Digamos que haja, de fato, divergência acentuada entre José Dirceu e Antonio Palocci em torno da política econômica, que o primeiro desejaria uma política geradora de desenvolvimento. O que haveria de novo aí? Não seria senão a mesma divergência havida, nesse caso com lances de grossura explícita, entre Sérgio Motta e Pedro Malan, na primeira fase do governo Fernando Henrique. E, depois, entre Luiz Carlos Mendonça de Barros e sempre Pedro Malan. Sem que as divergências se chamasse "brigalhada" e nem de longe a mídia se transformasse em força de pressão para Fernando Henrique despachar alguém.
Mesmo que haja divergência grave entre Dirceu e Palocci, até agora não causou prejuízo algum ao governo, nem sequer algum embaraço à política econômica, ao ministro da Fazenda ou a seus orientadores internos e externos. Prejudiciais aos governos são as divergências que os emperrem. Mas o governo Lula é emperrado por deliberação própria, o emperramento conduzido pela Fazenda tem sido a sua meta, por sinal, com grande êxito.

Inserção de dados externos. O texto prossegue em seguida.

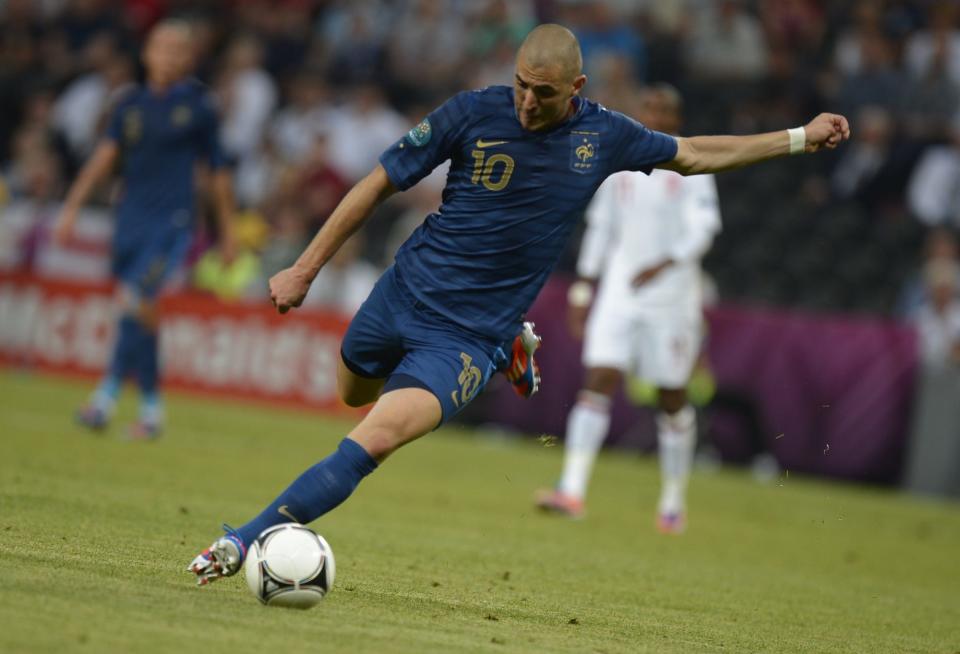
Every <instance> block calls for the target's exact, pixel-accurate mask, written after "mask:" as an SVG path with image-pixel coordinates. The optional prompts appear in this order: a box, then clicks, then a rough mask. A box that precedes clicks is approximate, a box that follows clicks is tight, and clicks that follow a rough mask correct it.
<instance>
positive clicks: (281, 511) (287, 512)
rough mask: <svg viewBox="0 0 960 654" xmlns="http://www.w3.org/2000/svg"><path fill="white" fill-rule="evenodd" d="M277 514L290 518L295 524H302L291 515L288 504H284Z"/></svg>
mask: <svg viewBox="0 0 960 654" xmlns="http://www.w3.org/2000/svg"><path fill="white" fill-rule="evenodd" d="M277 513H279V514H280V515H282V516H284V517H285V518H290V520H292V521H293V522H300V521H299V520H297V518H296V516H294V515H293V514H292V513H290V512H289V511H288V510H287V505H286V504H282V505H281V506H280V508H278V509H277Z"/></svg>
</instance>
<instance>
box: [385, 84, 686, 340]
mask: <svg viewBox="0 0 960 654" xmlns="http://www.w3.org/2000/svg"><path fill="white" fill-rule="evenodd" d="M574 102H575V103H576V112H575V114H574V115H573V116H572V117H571V118H570V119H569V120H567V121H566V122H565V123H563V124H562V125H560V126H558V127H556V128H554V129H552V130H549V131H546V132H531V131H527V130H524V129H523V128H522V127H521V125H520V122H519V120H518V119H517V117H516V113H515V110H514V104H513V89H512V88H510V87H508V86H493V87H489V88H487V89H484V90H481V91H469V92H463V93H460V94H458V95H456V96H454V97H453V98H451V99H450V100H448V101H447V102H446V103H445V104H444V105H443V106H441V107H440V108H438V109H436V110H435V111H433V112H432V113H431V114H430V115H429V116H427V118H426V119H425V120H423V121H422V122H421V123H420V124H419V125H417V126H416V127H414V128H413V129H412V130H410V132H409V133H408V134H407V135H406V136H405V137H403V138H402V139H400V140H399V141H398V142H397V143H395V144H394V145H393V146H392V147H390V148H389V149H388V150H387V151H386V152H384V153H383V155H381V157H380V163H381V164H382V165H383V167H384V169H385V170H386V171H387V175H388V176H389V177H390V180H391V182H392V183H393V184H394V186H396V187H397V188H398V189H400V190H405V189H408V188H410V187H411V186H413V185H414V184H416V183H417V182H418V181H420V180H421V179H422V178H423V177H425V176H426V175H427V174H429V173H430V171H432V170H433V169H434V168H435V167H436V166H438V165H439V164H440V163H442V162H443V161H445V160H447V159H450V160H451V166H450V173H449V175H448V176H447V184H446V187H445V188H444V190H443V202H442V204H441V206H440V210H439V211H437V212H436V213H432V214H430V215H429V216H427V218H426V220H425V221H424V223H423V224H422V225H421V226H420V227H419V228H417V230H416V231H415V232H414V233H413V234H412V235H411V237H410V238H409V239H408V240H407V242H406V243H404V244H403V246H402V247H401V248H400V250H399V251H398V252H397V255H396V268H397V271H398V273H399V276H400V278H401V279H402V280H403V281H404V283H405V284H406V285H407V286H408V287H409V289H410V291H411V292H412V293H413V294H414V295H415V296H416V297H417V298H418V299H419V300H420V301H421V302H423V303H424V304H426V305H427V306H429V307H430V308H432V309H433V310H435V311H437V312H438V313H440V314H442V315H443V316H446V317H447V318H449V319H450V320H452V321H454V322H456V323H457V324H458V325H460V326H462V327H464V328H466V329H468V330H472V331H474V332H476V333H479V334H481V335H484V336H488V337H492V338H495V339H497V340H500V341H507V340H509V339H512V338H513V336H514V335H516V333H517V332H518V330H519V326H520V322H521V320H522V318H523V314H524V313H525V312H526V311H527V310H528V309H529V307H530V305H531V304H532V303H533V301H534V299H536V297H537V294H538V293H539V292H540V289H541V288H542V287H543V284H544V282H546V280H547V277H548V276H549V275H550V272H551V271H552V270H553V267H554V266H555V265H556V263H557V261H558V259H559V258H560V255H561V253H562V252H563V250H564V247H565V245H566V241H567V238H568V237H569V235H570V232H571V231H572V230H573V228H574V226H575V224H576V222H577V221H578V220H579V219H580V217H581V215H582V213H583V211H584V209H585V208H586V206H587V204H588V203H589V201H590V199H591V198H592V197H593V194H594V192H595V191H596V190H597V187H599V186H600V184H601V182H603V180H604V179H605V178H606V177H607V176H608V175H610V174H611V173H615V172H617V171H620V170H640V171H644V172H646V173H649V172H650V171H651V170H652V168H653V166H655V165H656V164H658V163H661V162H664V161H669V160H671V159H673V158H674V157H675V156H676V153H677V143H676V140H675V139H674V138H673V137H672V136H669V135H666V134H662V133H659V132H654V131H652V130H650V129H648V128H646V127H644V126H643V125H641V124H640V123H638V122H636V121H634V120H632V119H630V118H628V117H627V116H624V115H623V114H620V113H617V112H615V111H609V110H607V109H606V108H604V107H602V106H601V105H599V104H597V103H595V102H590V101H589V100H585V99H581V98H575V99H574Z"/></svg>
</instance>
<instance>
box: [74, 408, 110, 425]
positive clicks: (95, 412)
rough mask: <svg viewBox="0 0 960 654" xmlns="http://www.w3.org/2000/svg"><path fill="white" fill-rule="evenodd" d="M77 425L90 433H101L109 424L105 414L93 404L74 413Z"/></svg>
mask: <svg viewBox="0 0 960 654" xmlns="http://www.w3.org/2000/svg"><path fill="white" fill-rule="evenodd" d="M76 419H77V424H78V425H80V426H82V427H86V428H87V429H90V430H92V431H102V430H103V429H105V428H106V426H107V423H109V422H110V416H109V415H107V412H106V411H104V410H103V409H101V408H100V407H98V406H97V405H95V404H88V405H86V406H84V407H81V408H80V409H79V410H78V411H77V413H76Z"/></svg>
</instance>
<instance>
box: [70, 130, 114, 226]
mask: <svg viewBox="0 0 960 654" xmlns="http://www.w3.org/2000/svg"><path fill="white" fill-rule="evenodd" d="M119 155H120V147H119V145H117V142H116V141H114V140H112V139H107V140H104V141H103V142H101V143H100V145H99V146H97V149H96V150H94V152H93V156H91V157H90V159H89V160H88V161H87V163H86V164H84V166H83V168H81V169H80V173H79V174H78V175H77V178H76V179H75V180H74V181H73V184H72V185H71V186H70V190H69V191H68V192H67V197H66V199H65V200H64V202H63V207H62V208H61V210H60V215H59V217H58V218H57V223H56V225H55V226H54V231H53V235H54V238H55V239H56V241H57V242H58V243H61V244H62V243H65V242H66V241H67V240H68V239H69V238H70V234H72V233H73V226H74V224H75V223H76V222H77V215H78V214H79V213H80V209H81V208H82V207H83V205H84V204H85V203H86V201H87V200H88V199H89V197H90V194H91V193H93V189H95V188H96V187H97V185H98V184H99V183H100V182H102V181H103V180H104V179H106V178H107V176H109V175H110V173H111V172H112V171H113V167H114V165H116V163H117V157H118V156H119Z"/></svg>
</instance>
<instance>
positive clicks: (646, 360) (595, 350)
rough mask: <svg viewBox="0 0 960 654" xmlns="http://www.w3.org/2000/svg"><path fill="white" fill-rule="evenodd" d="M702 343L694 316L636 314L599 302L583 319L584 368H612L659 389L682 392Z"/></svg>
mask: <svg viewBox="0 0 960 654" xmlns="http://www.w3.org/2000/svg"><path fill="white" fill-rule="evenodd" d="M702 338H703V316H702V314H700V313H699V312H691V311H689V310H681V311H671V310H669V309H663V310H652V311H644V312H640V311H637V310H636V309H632V310H626V309H625V308H624V307H622V306H616V305H615V304H614V303H613V302H598V303H597V305H595V306H594V308H593V310H592V311H591V312H590V317H589V318H588V320H587V326H586V333H585V335H584V343H583V365H584V366H585V367H587V368H615V369H617V370H620V371H622V372H624V373H626V374H632V375H635V376H637V377H639V378H640V379H643V380H644V381H648V382H650V383H652V384H655V385H656V386H657V387H659V388H668V389H677V388H686V386H687V382H688V381H690V374H691V373H692V372H693V367H694V365H695V364H696V362H697V358H698V357H699V355H700V346H701V339H702Z"/></svg>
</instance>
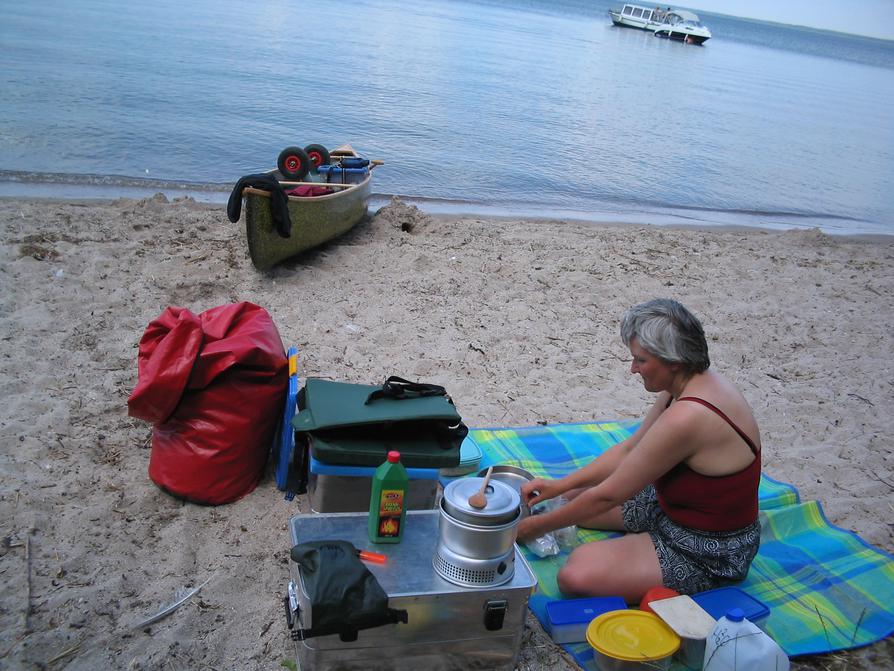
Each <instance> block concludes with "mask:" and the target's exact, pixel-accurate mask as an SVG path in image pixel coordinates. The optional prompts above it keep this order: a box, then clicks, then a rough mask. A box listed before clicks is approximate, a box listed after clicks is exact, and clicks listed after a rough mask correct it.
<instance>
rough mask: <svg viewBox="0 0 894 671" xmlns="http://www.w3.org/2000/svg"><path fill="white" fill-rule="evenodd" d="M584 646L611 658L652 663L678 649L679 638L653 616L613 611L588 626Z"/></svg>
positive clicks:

Duvido que alguém de fora da confiança absoluta de José Dirceu saiba se as suas aparentes divergências com a política econômica são verdadeiras. A cada dia Dirceu diz algo diferente. Se invoca a necessidade de política promotora de desenvolvimento, no dia seguinte (caso não seja como fecho da declaração) proclama apoio a Palocci e sua política. A contradição, além de insolúvel, já anda rente ao ridículo. Como certas quase unanimidades no jornalismo de política e de economia.